The name was reminiscent of the dragonscale armor from ancient China, and the idea came from Crimson Moon’s analysis department combining the concept with fish scale armor. But if they had called it Fishscale Shield, it would've sounded way too cheap.
The Dragonscale Shield’s mana structure was no longer a simple flat-plane shield, but a series of small individual shields like scales. These small shields overlapped in sequence to form the curved surface of a dragon’s scales.
Li De tested it personally. The actual defense of Dragonscale Shield was several times greater than the original Mage Shield, even exceeding the system’s stated fivefold increase.
The most crucial part was, after casting, the shield’s defense could be continuously enhanced by pouring in additional mana.
This was the key difference between Dragonscale Shield and Mage Shield, and the part Li De was most proud of.
Mage Shield required 15 mana per cast. After casting, it would provide a shield lasting around two sun-hours, with a strength capable of withstanding a full-strength blow from a warrior of the same level. To maintain it for longer, each sun-hour required an additional 5 mana.
But Mage Shield's defense was fixed. No matter how much extra mana was input, it could only extend the duration, not increase defense.
Dragonscale Shield, however, was different. After forming, mana could still be poured in to continuously enhance its defense.
At maximum potential, it could reach twenty times the original Mage Shield’s defense.
Of course, fully powering the Dragonscale Shield to its limit had an absurd cost, consuming 50 mana per second. Even Li De, with nearly 900 mana, couldn’t maintain it for more than a few seconds.
But the pros far outweighed the cons. The ability to reinforce its defense through mana input made it an unparalleled defensive tool. As long as he had mana, even top-tier Level 15 combatants couldn’t break the shield with ease, despite its enhanced twentyfold strength.

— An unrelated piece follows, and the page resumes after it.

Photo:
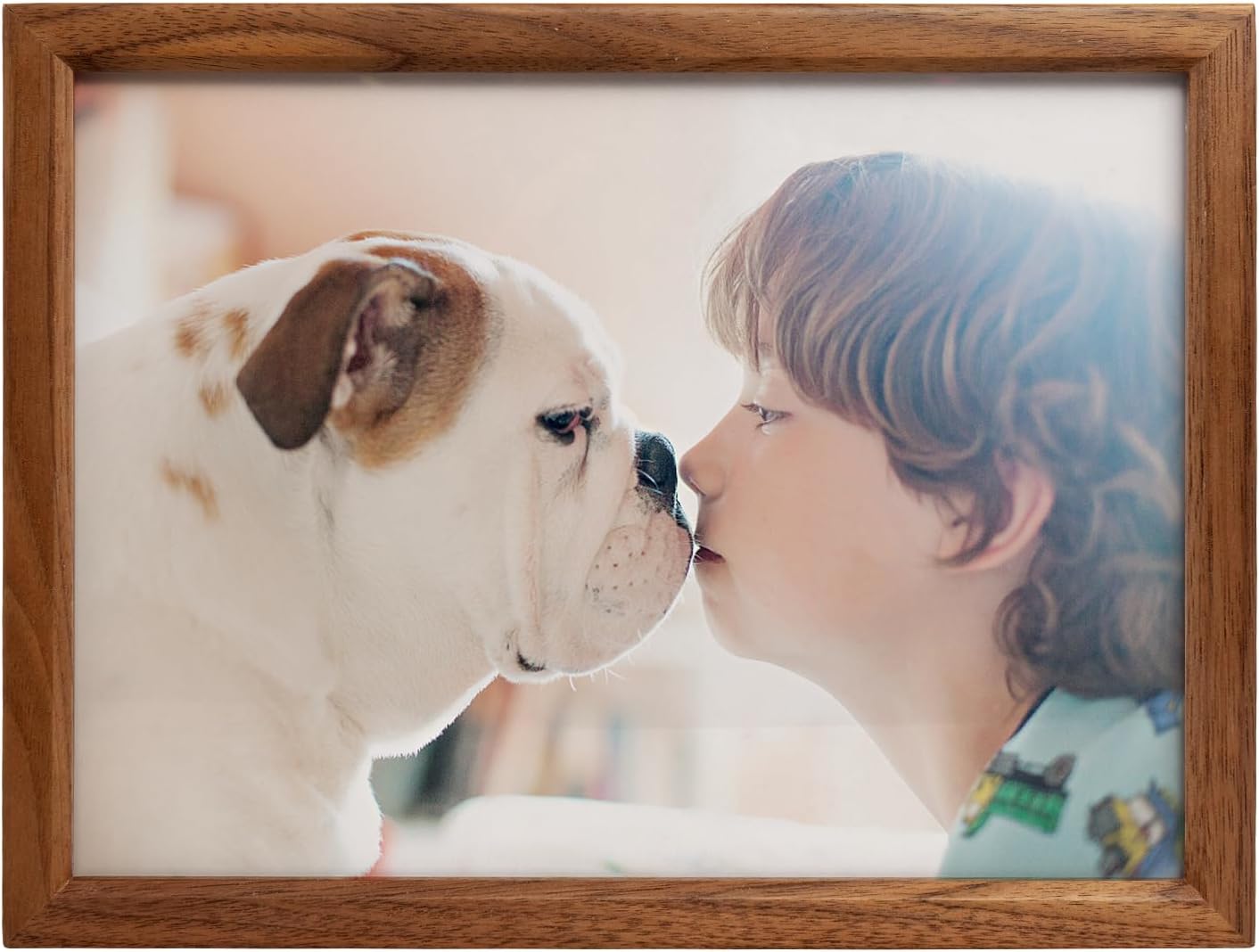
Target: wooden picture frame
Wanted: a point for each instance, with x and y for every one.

Dragonscale Shield had undergone a fundamental transformation, drastically boosting Li De’s survivability.
If he paired it with Shadow Step, which he had learned from Emi, the chance of being one-shot would approach zero.
It was practically the ultimate life-saving technique.

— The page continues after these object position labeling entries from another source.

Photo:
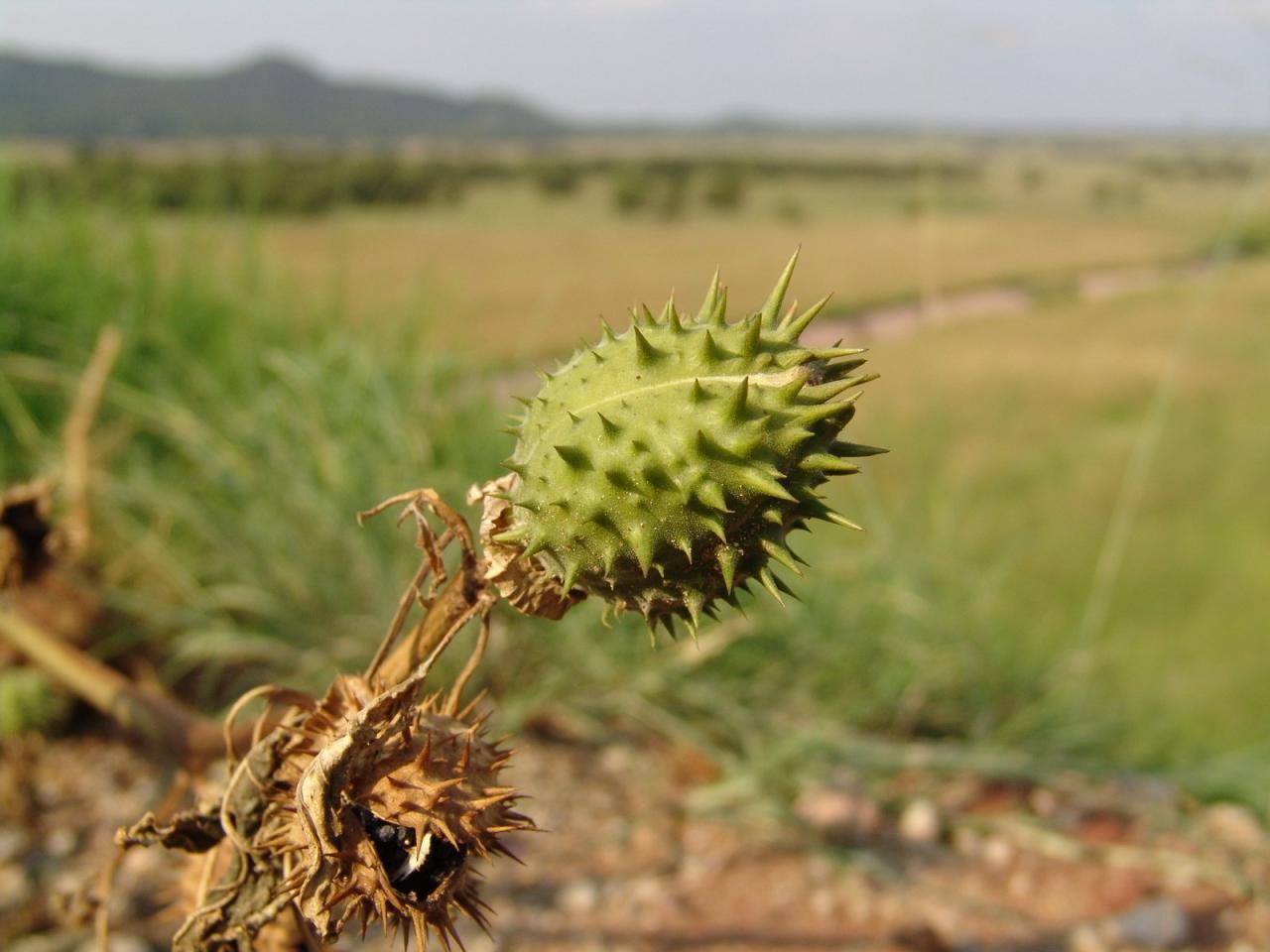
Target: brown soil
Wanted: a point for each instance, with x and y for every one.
(912, 862)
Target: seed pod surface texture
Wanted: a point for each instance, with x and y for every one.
(665, 467)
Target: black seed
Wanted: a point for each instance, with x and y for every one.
(394, 846)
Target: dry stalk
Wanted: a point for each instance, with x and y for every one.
(368, 803)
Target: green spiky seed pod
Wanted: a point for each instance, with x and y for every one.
(665, 467)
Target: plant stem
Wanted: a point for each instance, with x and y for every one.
(163, 722)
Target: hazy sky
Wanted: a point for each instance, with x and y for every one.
(1143, 62)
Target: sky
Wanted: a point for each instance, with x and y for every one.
(1123, 63)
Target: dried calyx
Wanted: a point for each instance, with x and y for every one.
(666, 467)
(382, 805)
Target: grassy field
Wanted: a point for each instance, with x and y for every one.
(282, 373)
(512, 273)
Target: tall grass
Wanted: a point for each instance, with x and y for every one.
(241, 431)
(235, 445)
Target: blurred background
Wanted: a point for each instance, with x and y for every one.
(338, 239)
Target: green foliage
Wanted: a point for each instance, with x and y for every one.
(238, 443)
(27, 702)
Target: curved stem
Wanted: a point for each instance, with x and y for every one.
(163, 722)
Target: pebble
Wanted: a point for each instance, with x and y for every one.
(921, 823)
(1087, 938)
(578, 897)
(60, 842)
(1157, 923)
(118, 942)
(1236, 828)
(998, 852)
(16, 887)
(13, 844)
(48, 942)
(838, 815)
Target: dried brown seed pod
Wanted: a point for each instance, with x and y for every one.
(382, 805)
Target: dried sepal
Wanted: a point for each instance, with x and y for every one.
(384, 805)
(526, 585)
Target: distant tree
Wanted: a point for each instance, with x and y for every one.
(724, 188)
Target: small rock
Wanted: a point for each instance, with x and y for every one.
(48, 942)
(60, 842)
(922, 938)
(118, 942)
(1087, 938)
(1157, 923)
(1236, 828)
(838, 815)
(921, 823)
(998, 852)
(13, 844)
(966, 842)
(16, 888)
(578, 897)
(1043, 801)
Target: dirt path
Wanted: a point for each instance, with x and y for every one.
(912, 862)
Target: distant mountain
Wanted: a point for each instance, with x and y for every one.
(267, 98)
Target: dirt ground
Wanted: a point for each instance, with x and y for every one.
(912, 862)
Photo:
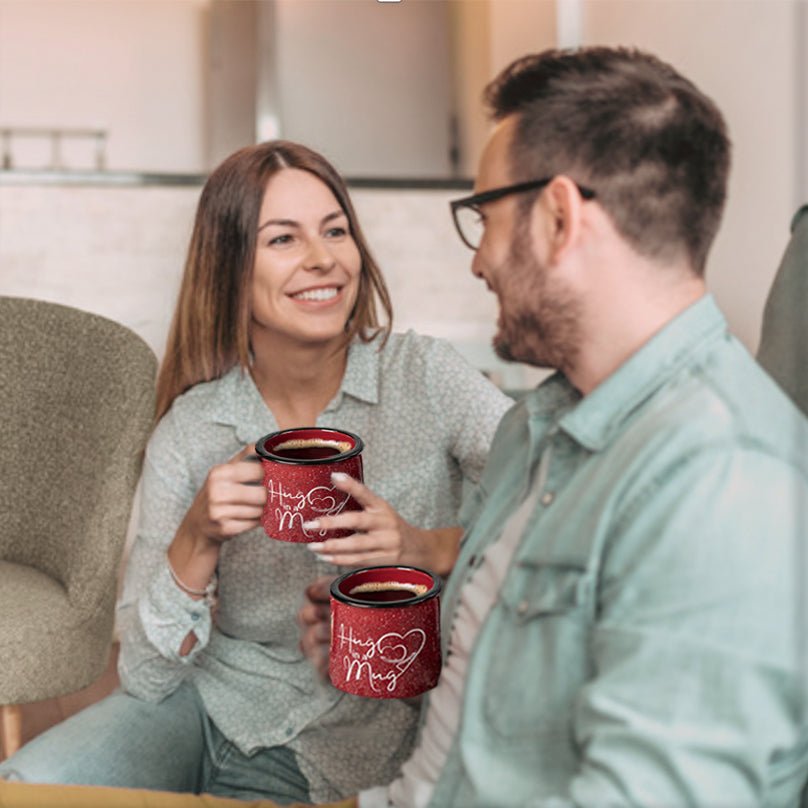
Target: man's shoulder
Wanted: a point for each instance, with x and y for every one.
(725, 399)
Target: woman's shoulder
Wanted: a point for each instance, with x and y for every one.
(202, 402)
(411, 345)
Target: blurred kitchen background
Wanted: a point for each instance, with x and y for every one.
(113, 111)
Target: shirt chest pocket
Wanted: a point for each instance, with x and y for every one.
(536, 650)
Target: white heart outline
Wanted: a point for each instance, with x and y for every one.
(403, 662)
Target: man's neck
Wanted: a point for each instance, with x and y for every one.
(624, 318)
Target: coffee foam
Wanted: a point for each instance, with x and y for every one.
(306, 443)
(379, 586)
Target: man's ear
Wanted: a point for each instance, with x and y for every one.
(557, 214)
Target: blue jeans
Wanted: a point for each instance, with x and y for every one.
(170, 746)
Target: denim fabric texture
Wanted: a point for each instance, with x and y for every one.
(645, 648)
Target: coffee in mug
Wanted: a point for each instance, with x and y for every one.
(385, 632)
(298, 464)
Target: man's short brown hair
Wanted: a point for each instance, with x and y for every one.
(653, 147)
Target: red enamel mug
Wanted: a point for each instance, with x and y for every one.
(385, 632)
(298, 464)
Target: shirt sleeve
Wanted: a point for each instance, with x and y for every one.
(468, 405)
(695, 692)
(154, 614)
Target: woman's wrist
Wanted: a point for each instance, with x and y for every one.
(192, 562)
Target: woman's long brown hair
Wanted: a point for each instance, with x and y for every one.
(209, 332)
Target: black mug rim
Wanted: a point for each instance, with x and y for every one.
(265, 454)
(433, 592)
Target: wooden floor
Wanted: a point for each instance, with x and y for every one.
(41, 715)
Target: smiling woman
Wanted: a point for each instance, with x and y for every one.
(283, 320)
(307, 270)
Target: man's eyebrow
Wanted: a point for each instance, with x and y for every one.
(292, 223)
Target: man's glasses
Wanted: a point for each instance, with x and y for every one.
(466, 212)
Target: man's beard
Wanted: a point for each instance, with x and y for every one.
(539, 321)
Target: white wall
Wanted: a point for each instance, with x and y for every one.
(350, 86)
(119, 251)
(133, 67)
(742, 52)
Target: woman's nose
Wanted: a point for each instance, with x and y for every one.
(318, 256)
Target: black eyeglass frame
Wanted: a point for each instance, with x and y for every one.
(475, 200)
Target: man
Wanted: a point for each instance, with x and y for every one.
(621, 625)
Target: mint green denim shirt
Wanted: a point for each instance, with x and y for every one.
(644, 647)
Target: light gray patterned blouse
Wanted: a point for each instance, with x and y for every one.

When combined with the offensive power of Scorching Fireball, both his offense and defense had received unimaginable enhancements.

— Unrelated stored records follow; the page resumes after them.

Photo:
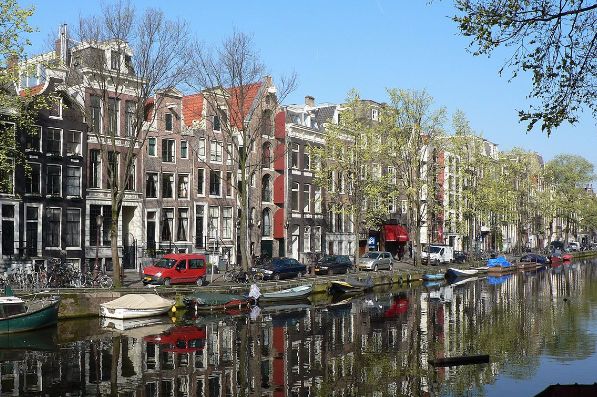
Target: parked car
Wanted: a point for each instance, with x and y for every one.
(177, 269)
(279, 268)
(460, 257)
(375, 260)
(331, 264)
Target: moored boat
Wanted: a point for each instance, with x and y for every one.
(350, 284)
(290, 294)
(18, 315)
(212, 301)
(461, 273)
(136, 306)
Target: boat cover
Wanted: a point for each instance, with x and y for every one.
(500, 261)
(138, 301)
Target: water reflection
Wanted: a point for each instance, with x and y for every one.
(378, 344)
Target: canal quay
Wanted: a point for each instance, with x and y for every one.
(538, 327)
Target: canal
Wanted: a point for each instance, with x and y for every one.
(539, 328)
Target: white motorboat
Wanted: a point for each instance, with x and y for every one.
(136, 306)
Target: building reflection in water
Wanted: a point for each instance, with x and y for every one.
(374, 345)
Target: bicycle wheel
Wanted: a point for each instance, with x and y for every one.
(106, 281)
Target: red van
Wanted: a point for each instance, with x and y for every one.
(177, 269)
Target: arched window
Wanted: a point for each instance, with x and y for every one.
(266, 223)
(266, 155)
(266, 189)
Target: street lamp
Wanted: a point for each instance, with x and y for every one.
(99, 221)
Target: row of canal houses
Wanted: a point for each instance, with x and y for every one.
(180, 195)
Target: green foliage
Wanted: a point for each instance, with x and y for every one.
(553, 41)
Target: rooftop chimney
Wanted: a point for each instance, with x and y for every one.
(310, 101)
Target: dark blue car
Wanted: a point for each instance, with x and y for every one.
(279, 268)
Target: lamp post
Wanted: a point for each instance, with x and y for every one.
(99, 221)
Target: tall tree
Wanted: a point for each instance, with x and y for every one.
(242, 100)
(413, 134)
(124, 57)
(350, 167)
(569, 175)
(554, 41)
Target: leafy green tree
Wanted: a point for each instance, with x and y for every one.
(350, 168)
(554, 41)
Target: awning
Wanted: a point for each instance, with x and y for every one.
(395, 233)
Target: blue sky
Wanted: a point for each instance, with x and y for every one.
(336, 45)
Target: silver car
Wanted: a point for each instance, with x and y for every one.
(375, 260)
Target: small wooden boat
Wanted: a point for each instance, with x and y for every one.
(136, 306)
(290, 294)
(18, 315)
(461, 273)
(212, 301)
(433, 277)
(350, 285)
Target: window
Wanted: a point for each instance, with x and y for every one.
(200, 181)
(184, 150)
(73, 227)
(151, 228)
(266, 224)
(307, 239)
(266, 155)
(199, 218)
(227, 222)
(73, 143)
(54, 141)
(214, 183)
(33, 177)
(33, 140)
(129, 118)
(113, 116)
(215, 152)
(151, 147)
(112, 169)
(168, 150)
(151, 185)
(182, 233)
(306, 160)
(183, 186)
(96, 113)
(32, 229)
(168, 121)
(53, 231)
(115, 60)
(228, 184)
(130, 177)
(167, 185)
(73, 181)
(294, 155)
(214, 221)
(306, 198)
(167, 223)
(56, 108)
(294, 196)
(8, 229)
(318, 200)
(53, 180)
(94, 168)
(201, 148)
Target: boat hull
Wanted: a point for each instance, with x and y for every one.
(37, 317)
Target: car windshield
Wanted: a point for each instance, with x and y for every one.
(371, 255)
(165, 263)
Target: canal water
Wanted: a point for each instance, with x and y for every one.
(539, 328)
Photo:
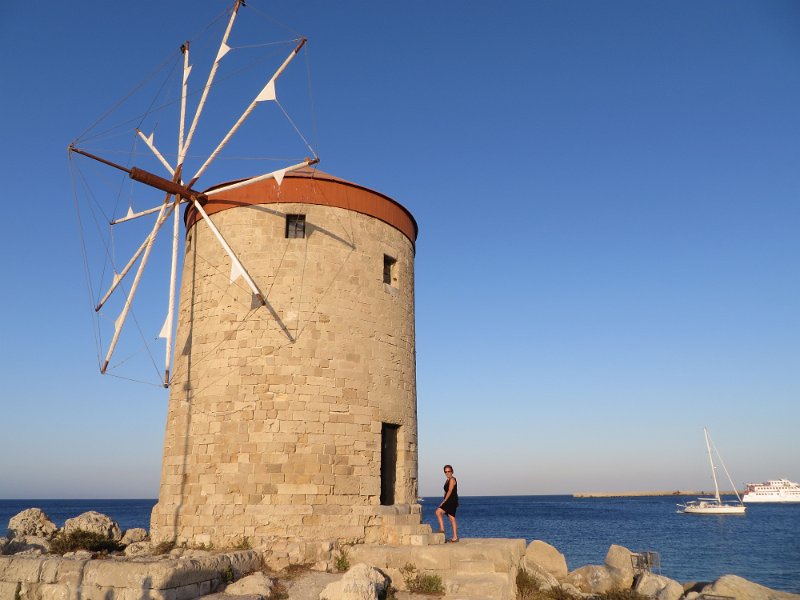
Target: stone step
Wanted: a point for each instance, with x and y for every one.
(464, 567)
(422, 539)
(410, 519)
(489, 586)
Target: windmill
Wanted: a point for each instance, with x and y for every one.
(292, 404)
(179, 189)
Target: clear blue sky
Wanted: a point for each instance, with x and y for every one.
(608, 196)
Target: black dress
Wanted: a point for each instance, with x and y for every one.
(451, 504)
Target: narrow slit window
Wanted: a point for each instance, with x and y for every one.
(295, 226)
(389, 270)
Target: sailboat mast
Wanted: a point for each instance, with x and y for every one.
(713, 468)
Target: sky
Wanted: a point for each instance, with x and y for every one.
(608, 197)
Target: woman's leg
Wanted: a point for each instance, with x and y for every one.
(454, 526)
(439, 515)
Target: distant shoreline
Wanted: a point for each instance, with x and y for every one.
(636, 494)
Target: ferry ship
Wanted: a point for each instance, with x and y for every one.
(774, 490)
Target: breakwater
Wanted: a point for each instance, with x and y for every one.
(650, 493)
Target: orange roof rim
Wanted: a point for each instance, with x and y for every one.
(307, 186)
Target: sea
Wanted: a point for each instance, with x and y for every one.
(762, 546)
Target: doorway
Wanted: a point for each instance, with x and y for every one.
(388, 462)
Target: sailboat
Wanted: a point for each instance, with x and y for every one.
(715, 505)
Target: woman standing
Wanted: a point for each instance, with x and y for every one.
(449, 503)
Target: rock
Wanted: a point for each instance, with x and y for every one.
(546, 580)
(256, 584)
(592, 579)
(618, 560)
(547, 557)
(659, 587)
(131, 536)
(27, 544)
(138, 549)
(361, 582)
(741, 589)
(32, 521)
(96, 523)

Li De was very satisfied with this. The month of triple-shift overtime by Crimson Moon’s analysis department, tirelessly processing data for him, had not been in vain.
Of course, the most critical part was still his own death-defying efforts.
Anyone else subjected to five or six thousand cases of mana backlash within a month without dying would be called a walking miracle.
That backlash occurred in the Mental Sea, the most fragile part of the mind.
And this wasn’t backlash from Tier 1 Spells, but from Tier 2 Spells with 200 or more magic nodes, easily ten times more severe than Tier 1 backlash.
It could be said these two modified spells were the result of Li De repeatedly courting death.
His reverence for magic was far less than that of the native residents of Glory. If it had been a native with the same conditions, they would never have dared to act as recklessly as he had. After all, each failed experiment risked turning into a vegetable, who could bear that?
Of course, the rewards he gained were just as satisfying.
Not only did he obtain two extremely powerful modified spells, but even just the 8000 points of precious experience left him thoroughly pleased.